MARTA’s new general manager told a joint legislative oversight committee Friday that he plans to curb the excessive overtime paid to certain police officers and bus drivers because it represents a potential safety hazard.

The overtime — which allowed some officers and drivers to double and triple their pay by working double shifts — raised serious concerns about drivers or police officers being too exhausted to safely do their jobs, members of the committee said. The Atlanta Journal-Constitution and Channel 2 Action News documented the practice last fall.

“Based on my experience, and I spent 21 years in the military, fatigue does affect judgment, and excessive fatigue … affects the ability to perform critical tasks,” said state Rep. Tom Miller, R-Dunwoody. Top national experts on sleep deprivation expressed similar views in interviews with the AJC.

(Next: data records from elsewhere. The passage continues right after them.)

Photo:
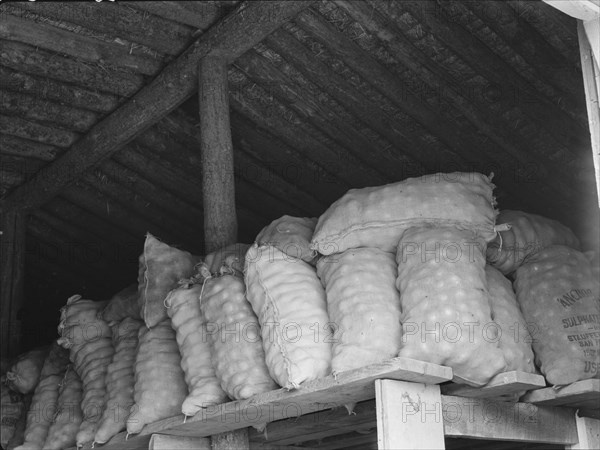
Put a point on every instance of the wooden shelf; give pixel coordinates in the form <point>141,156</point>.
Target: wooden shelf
<point>313,416</point>
<point>583,395</point>
<point>323,394</point>
<point>504,386</point>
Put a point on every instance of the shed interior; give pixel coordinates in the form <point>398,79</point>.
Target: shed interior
<point>344,95</point>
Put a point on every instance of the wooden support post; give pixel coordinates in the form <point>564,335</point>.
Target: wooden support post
<point>588,432</point>
<point>220,222</point>
<point>12,256</point>
<point>591,83</point>
<point>218,189</point>
<point>409,415</point>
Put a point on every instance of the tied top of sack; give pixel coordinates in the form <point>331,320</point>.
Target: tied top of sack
<point>377,216</point>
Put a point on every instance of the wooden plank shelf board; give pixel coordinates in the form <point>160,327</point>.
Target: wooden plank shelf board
<point>503,384</point>
<point>464,418</point>
<point>319,395</point>
<point>583,395</point>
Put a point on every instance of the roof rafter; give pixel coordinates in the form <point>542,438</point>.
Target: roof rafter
<point>239,31</point>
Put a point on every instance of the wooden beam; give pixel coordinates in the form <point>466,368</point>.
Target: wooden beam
<point>180,158</point>
<point>79,46</point>
<point>506,383</point>
<point>230,38</point>
<point>588,434</point>
<point>12,276</point>
<point>48,89</point>
<point>319,425</point>
<point>584,394</point>
<point>249,170</point>
<point>507,421</point>
<point>218,184</point>
<point>346,167</point>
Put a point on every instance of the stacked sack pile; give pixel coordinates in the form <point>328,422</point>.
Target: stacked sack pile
<point>557,291</point>
<point>417,269</point>
<point>423,242</point>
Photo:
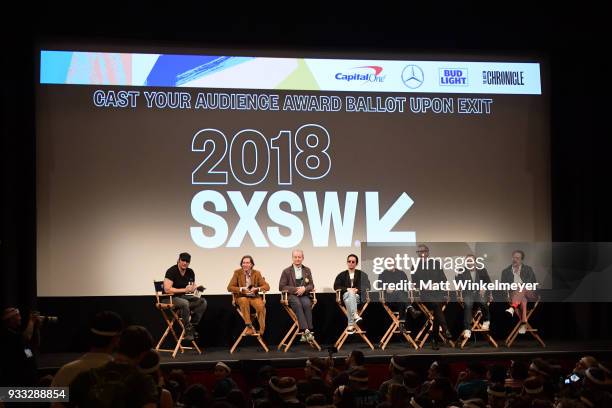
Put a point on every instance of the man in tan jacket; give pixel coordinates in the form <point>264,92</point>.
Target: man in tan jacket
<point>246,284</point>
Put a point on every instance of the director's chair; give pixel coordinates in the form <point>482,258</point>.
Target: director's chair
<point>394,326</point>
<point>529,328</point>
<point>168,310</point>
<point>427,328</point>
<point>294,330</point>
<point>244,332</point>
<point>358,329</point>
<point>476,326</point>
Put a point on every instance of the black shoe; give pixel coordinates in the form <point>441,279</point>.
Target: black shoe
<point>415,314</point>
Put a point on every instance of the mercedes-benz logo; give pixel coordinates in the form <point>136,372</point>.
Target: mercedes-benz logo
<point>412,76</point>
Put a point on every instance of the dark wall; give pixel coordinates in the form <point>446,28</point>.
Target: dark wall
<point>579,139</point>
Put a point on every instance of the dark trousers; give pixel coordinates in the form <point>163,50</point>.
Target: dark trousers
<point>302,307</point>
<point>469,301</point>
<point>439,319</point>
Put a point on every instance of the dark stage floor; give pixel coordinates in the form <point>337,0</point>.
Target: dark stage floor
<point>300,352</point>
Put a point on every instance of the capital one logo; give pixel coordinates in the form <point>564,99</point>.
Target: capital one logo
<point>412,76</point>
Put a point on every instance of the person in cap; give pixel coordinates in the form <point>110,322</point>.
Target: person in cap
<point>497,395</point>
<point>471,382</point>
<point>248,284</point>
<point>297,281</point>
<point>364,396</point>
<point>119,381</point>
<point>180,282</point>
<point>314,383</point>
<point>149,365</point>
<point>425,271</point>
<point>518,272</point>
<point>344,397</point>
<point>104,332</point>
<point>223,381</point>
<point>17,354</point>
<point>286,391</point>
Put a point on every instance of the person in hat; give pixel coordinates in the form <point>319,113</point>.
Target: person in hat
<point>180,282</point>
<point>297,281</point>
<point>17,358</point>
<point>471,382</point>
<point>248,284</point>
<point>364,396</point>
<point>353,285</point>
<point>223,381</point>
<point>104,333</point>
<point>397,366</point>
<point>518,272</point>
<point>497,395</point>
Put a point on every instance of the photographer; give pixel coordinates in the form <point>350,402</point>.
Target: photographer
<point>17,358</point>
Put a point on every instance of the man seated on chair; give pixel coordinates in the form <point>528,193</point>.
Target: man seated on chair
<point>474,297</point>
<point>429,269</point>
<point>353,284</point>
<point>398,300</point>
<point>520,273</point>
<point>297,281</point>
<point>246,284</point>
<point>180,283</point>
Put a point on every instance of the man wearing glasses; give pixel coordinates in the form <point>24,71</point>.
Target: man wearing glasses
<point>180,282</point>
<point>430,270</point>
<point>353,283</point>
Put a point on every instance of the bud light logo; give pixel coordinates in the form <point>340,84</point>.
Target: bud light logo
<point>370,73</point>
<point>453,77</point>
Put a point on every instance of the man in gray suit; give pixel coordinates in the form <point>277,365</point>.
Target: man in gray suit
<point>297,281</point>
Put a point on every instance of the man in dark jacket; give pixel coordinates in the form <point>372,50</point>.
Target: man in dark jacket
<point>352,284</point>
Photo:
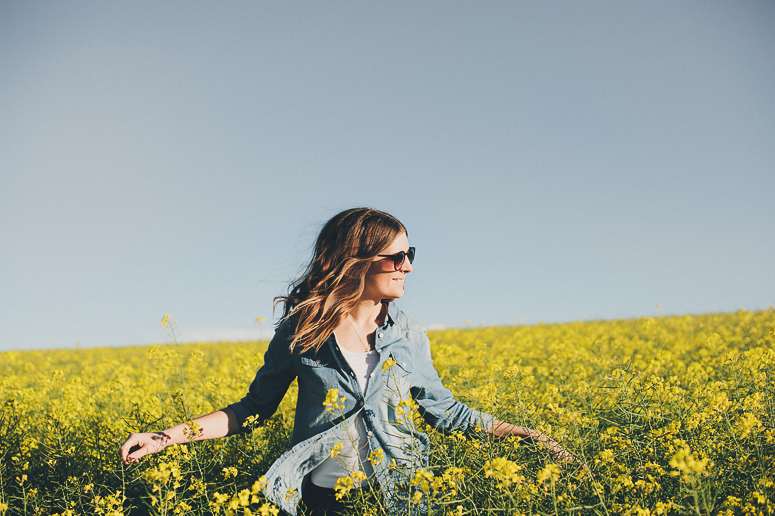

About 130 police officers and 90 bus drivers boosted their salaries by 50 percent during a 12-month period ending in June, according to records obtained by the AJC. A handful made more in overtime than in regular pay. The chairman of the committee, state Rep. Mike Jacobs, R-Atlanta, said MARTA’s police did a good job overall and the agency had a relatively good public-safety record, but he still found the excessive overtime a “problem” and he expects MARTA to address it.

General Manager Keith Parker, who became the agency’s top administrator last month, said the excessive overtime had not yet produced any safety hazards and that an examination of bus drivers did not show any correlation between accidents or complaints and work hours. But he acknowledged that the number of hours in itself raised a concern and could put the agency at greater risk in litigation.

Parker said federal highway rules prevent semi-truck operators from driving more than 10 hours in a maximum 15-hour workday. MARTA rules allow officers and bus drivers to drive or patrol 16 hours a day if they have eight hours off between shifts. Bus drivers get hourly breaks.

MARTA police have reinstituted a rule limiting overtime to 32 hours a week. Deputy Chief Joseph Dorsey said the department is also doing a better job of spreading out overtime among officers. Overtime issues involving bus drivers, who unlike police are part of a union, will be negotiated with union leaders, Parker said.

Overtime will be an issue in a civil lawsuit against the agency involving the shooting death of an Atlanta man by a MARTA officer in October 2012, said lawyer Greg Feagle, who represents the man’s family. While Officer Robert Waldo was not found criminally liable in the killing of 19-year-old Joetavius Stafford, records showed Waldo was at the end of a double shift when the shooting occurred and had worked 37 hours of overtime that week.

Witnesses had seen Stafford firing a gun shortly before he fled police, but no gun was found by Stafford’s body. Waldo said he fired when he saw Stafford make an aggressive move. Other witnesses said Stafford was surrendering.

A recent management audit found MARTA’s $26 million in overtime costs for all workers was about 5 percent higher than average for private companies and about 7 percent higher for public agencies in 2011.

The audit blamed excessive absenteeism for the overtime. But others contend that, too often, the driving force is saving money by hiring fewer workers. The agency’s overall labor cost was about 3.5 percent lower than average, the audit found.